Bench Memos

Law & the Courts

‘Gay Rights Are Under Siege in This Country’?!?

Wow. How stupid, or ideology-blinded, does Jeffrey Toobin take his New Yorker readers to be?

In a piece titled “The Right Wing’s War on the L.G.B.T.Q. Community,” Toobin asserts in his opening sentence: “An Arizona Supreme Court ruling on Monday provided further evidence that gay rights are under siege in this country.” Toobin objects specifically to that court’s ruling that the two owners of Brush & Nib Studio, an online art business (run, for what it’s worth, out of the home of one of the owners), have free-speech and free-exercise rights under the Arizona constitution that entitle them to decline “to create custom wedding invitations celebrating same-sex wedding ceremonies in violation of their sincerely held religious beliefs.”

Amazingly, Toobin dismisses as “to put it charitably, … nonsense” the majority’s declaration that “the guarantees of free speech and freedom of religion are not only for those who are deemed sufficiently enlightened, advanced, or progressive” but instead “are for everyone.” According to Toobin, the owners of Brush & Nib Studio “are free to believe anything they want,” but “[w]hat they should not be allowed to do is to use those beliefs to run a business that is open to the general public but closed to gay people.”

Toobin’s claim is confused.
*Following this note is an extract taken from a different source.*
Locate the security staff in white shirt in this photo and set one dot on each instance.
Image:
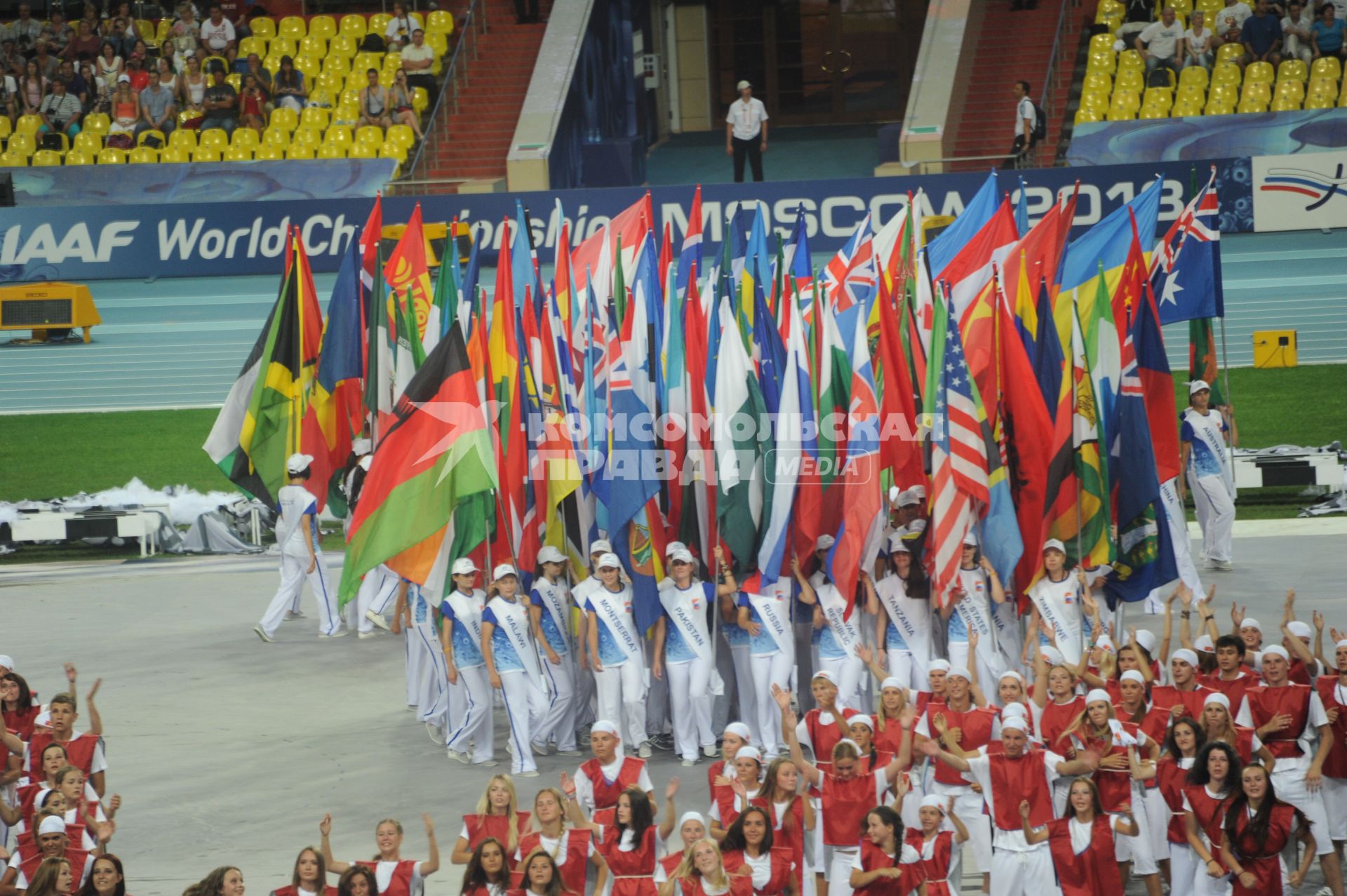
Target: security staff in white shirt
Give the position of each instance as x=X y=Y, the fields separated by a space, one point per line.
x=745 y=133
For starters, as the majority opinion makes clear, the owners of Brush & Nib Studio haven’t “closed” their business “to gay people.” They “will create custom artwork for, and sell pre-made artwork to, any customers, regardless of their sexual orientation.” What they won’t do, pursuant to the operating agreement that governs their business, is create “custom artwork that communicates ideas or messages … that contradict biblical truth, demean others, endorse racism, incite violence, or promote any marriage besides marriage between one man and one woman, such as same-sex marriage.”
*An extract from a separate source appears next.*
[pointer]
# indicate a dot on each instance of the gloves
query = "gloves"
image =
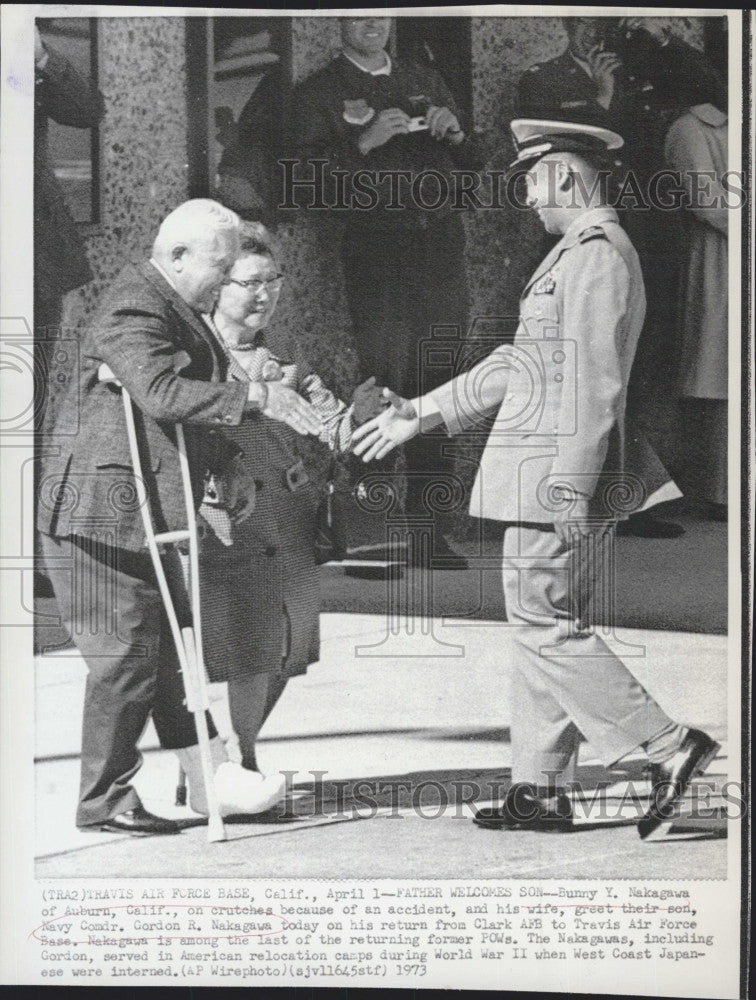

It’s not clear whether Toobin’s statement of what the studio owners “should not be allowed to do” is his own judgment of what the law should be or his assertion of what the law is. Insofar as it’s the former, does Toobin really believe, say, that a free-lance writer shouldn’t, based on his ideological or religious beliefs, be able to turn down some requests for his work? Or that the existence of a public-accommodations law should somehow necessarily trump freedom of speech and religion? Insofar as Toobin purports to be stating what the law is, his brief analysis is (to borrow his own words) “to put it charitably, … nonsense.” The federal constitutional issues are much weightier than his cursory discussion would indicate (see, for example, the amicus brief that the Cato Institute, Dale Carpenter, and Eugene Volokh submitted in support of Brush & Nib Studio), and he doesn’t even acknowledge, much less grapple with, the fact that the Arizona ruling rests on state constitutional grounds.

As for Toobin’s broader characterizations: The gay-rights movement won massive (and, in my judgment, undeserved) victories when the Supreme Court invalidated the federal Defense of Marriage Act and imposed a federal constitutional right to same-sex marriage. The idea that those who resist being conscripted to celebrate same-sex marriage are the aggressors in a “war on the L.G.B.T.Q. community” is quite extraordinary. Anyone who wants to purchase customized invitations for a same-sex wedding has a zillion options to choose from. That’s some “siege.”